A Peek Behind The Donor Class Curtain

By: Mark D. Belcher, Partner

As Development Professionals, our job is to generate resources to assist our organizations in moving the needle on some cause and usually for a specific purpose.  Pretty vague, right?  It’s not easy to capture the scope and impact of what each of you does every day, in some cases, just to keep the lights on.  Your passion is what makes Development such a simultaneously rewarding and maddening endeavor.  Often times, we are all focusing so intently on the next gift, the next prospect, the next event, or stewarding visit that we don’t take time to explore the horizon to see what is coming over the hill.

In light of that, I’d like to share some thoughts with you on the future, particularly as it relates to major donors – be that individuals, foundations, and even corporations, to some extent.

Social Finance
So, what is Social Finance? Why does it matter? In a nutshell, Social Finance is a big tent gaining popularity in the Donor Class that includes Social Impact vehicles, Social Entrepreneurship, Venture Philanthropy, and a host of other terms you will encounter in the coming months and years.  In short, many donors and their advisors are beginning to look at philanthropy well beyond simple donations and more as investments.

Why Does Social Finance Matter?
There are more ways to deploy social capital now than at any other time in history.  No longer is a philanthropic individual, family, or institution limited only to making grants to nonprofit organizations in order to make a difference.  A burgeoning industry of savvy project managers and entrepreneurs now seek out funding opportunities and organizations committed to accomplishing multiple goals within a double or triple bottom line business model, focusing on a combination of profit and social and environmental measures.

Longer term, the evolution from traditional grant-making to the use of Social Finance vehicles indicates a new reality:  Just as we see in popular culture, many have lost faith in the establishment institutions to address the societal ills of our time.  The collective thinking is that neither government nor commerce alone can solve homelessness, indigent healthcare needs, lower income housing issues, water shortages or contamination, rampant drug use and addiction, or domestic abuse, to name a few.  In the past, society has turned to the nonprofit sector to provide the safety net for those less fortunate.  Unfortunately, despite their hard work and passion, many have failed to move the needle or have evolved into large bureaucracies rather than solution providing entities. On the other end of the nonprofit spectrum, even when not stymied by bureaucracy, we have seen duplication hinder progress, where too many organizations attempt to solve the same problem, diluting efficacy and fragmenting funding sources.
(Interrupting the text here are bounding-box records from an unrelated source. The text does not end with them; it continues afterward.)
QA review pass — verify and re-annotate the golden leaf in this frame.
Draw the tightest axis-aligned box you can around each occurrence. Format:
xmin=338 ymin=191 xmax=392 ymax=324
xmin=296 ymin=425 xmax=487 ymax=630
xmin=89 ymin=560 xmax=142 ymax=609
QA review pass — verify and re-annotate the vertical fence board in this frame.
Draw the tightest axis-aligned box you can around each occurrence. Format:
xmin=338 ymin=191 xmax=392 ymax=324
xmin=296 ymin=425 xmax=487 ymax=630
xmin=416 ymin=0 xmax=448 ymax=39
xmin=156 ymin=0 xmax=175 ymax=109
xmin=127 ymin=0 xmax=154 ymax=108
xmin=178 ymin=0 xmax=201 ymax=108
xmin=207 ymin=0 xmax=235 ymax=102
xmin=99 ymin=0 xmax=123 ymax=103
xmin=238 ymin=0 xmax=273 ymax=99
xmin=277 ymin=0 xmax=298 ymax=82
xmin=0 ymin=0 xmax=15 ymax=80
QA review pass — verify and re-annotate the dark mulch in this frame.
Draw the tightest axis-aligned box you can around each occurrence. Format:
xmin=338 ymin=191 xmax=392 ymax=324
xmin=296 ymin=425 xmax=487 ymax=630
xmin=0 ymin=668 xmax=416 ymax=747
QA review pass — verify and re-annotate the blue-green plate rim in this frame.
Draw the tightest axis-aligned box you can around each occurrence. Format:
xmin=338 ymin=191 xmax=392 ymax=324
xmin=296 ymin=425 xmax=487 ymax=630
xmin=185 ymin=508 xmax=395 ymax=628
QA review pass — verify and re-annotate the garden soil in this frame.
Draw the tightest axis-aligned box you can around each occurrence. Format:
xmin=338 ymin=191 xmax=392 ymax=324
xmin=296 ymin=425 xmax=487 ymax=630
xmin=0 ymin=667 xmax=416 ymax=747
The flaw lies within the expectation.  We ask nonprofits to solve the problems that government and corporations have been unable to solve, and to do so with fewer resources.  This article from Stanford Social Innovation Review outlines the issues well. As Dan Pallotta, author of Uncharitable and a revolutionary nonprofit executive, notes, the Latin root of ‘profit,’ profectus, means ‘progress.’ Thus we have named this section as the ‘Non-Progress’ sector.  We have set up the sector to fail.  As part of the evolution, we now refer to the combined efforts of all sectors to solve our largest and most pressing problems as “ESG Solutions” – Environmental, Social, and Governance.

A few examples of ESG Solutions are:

  • Social Enterprise Investment and Lending
  • Conscious Capital Investment and Lending:  Think Whole Foods, Ben & Jerry’s, Tom’s shoes, FEED – not necessarily double or triple bottom line models, but socially conscious business models that can demonstrate impact.
  • Impact Investing & Social Venture Funding:  Invest in projects that often combine multiple, collaborative operators – government, corporate and nonprofit.
  • Socially Responsible Investing (SRI):  Generally refers to scrubbing a portfolio of stocks or creating a fund according to an investor’s preference – no sin stocks, all boards have a woman appointed, careful eye to foreign investment based on human rights or environmental concerns, etc.
  • Venture Philanthropy:  Grant-making focused on project management and outcomes.
  • Program Related Investment (PRI):  Method for larger foundations to deploy capital from the corpus, not just in grant-making, to invest in projects (often like impact investments where government, corporate and nonprofit entities collaborate) they believe will make a difference.
  • Community Investing & Microfinance:  Think Professor Muhammad Yunus, the pioneer of microcredit economic theory, the winner of the 2006 Nobel Peace Prize, and founder of Grameen Bank.
  • Social Impact Bonds:  Bonds focusing on state and local government to fund programs addressing social ills. They vary from municipal bonds in that the outcome must meet a social measure in order to pay out.

What Does Social Finance Mean for the Traditional Grant-Maker?
There exists more than one lever to pull to solve a community problem, to address lackluster nonprofit project management, and/or to encourage collaboration and end duplication.

What Does Social Finance Mean for the Traditional Nonprofit?
Nonprofits must compete for funding from a new class of social investors and evolve from traditional fundraising and stewardship to a culture of raising capital and managing investor expectations.  In order to compete and win, nonprofits must show expertise in operations and project management to secure funding and report progress to social investors.

What Does Social Finance Mean for the Person or Group Seeking to Solve a Problem About Which They Care Deeply?
No longer restricted to the best nonprofit that suits your needs.  The new models for deploying capital encourage creativity, collaboration, and entrepreneurial thinking.

I hope that this gives you some insight and a peep behind the curtain of where our next generation of philanthropists is migrating. As wealthy individuals prepare their fortunes for the future, they also are beginning to prepare their heirs to retain, grow, and distribute those resources in a manner that reflects their own.

Are you prepared to help them on that journey?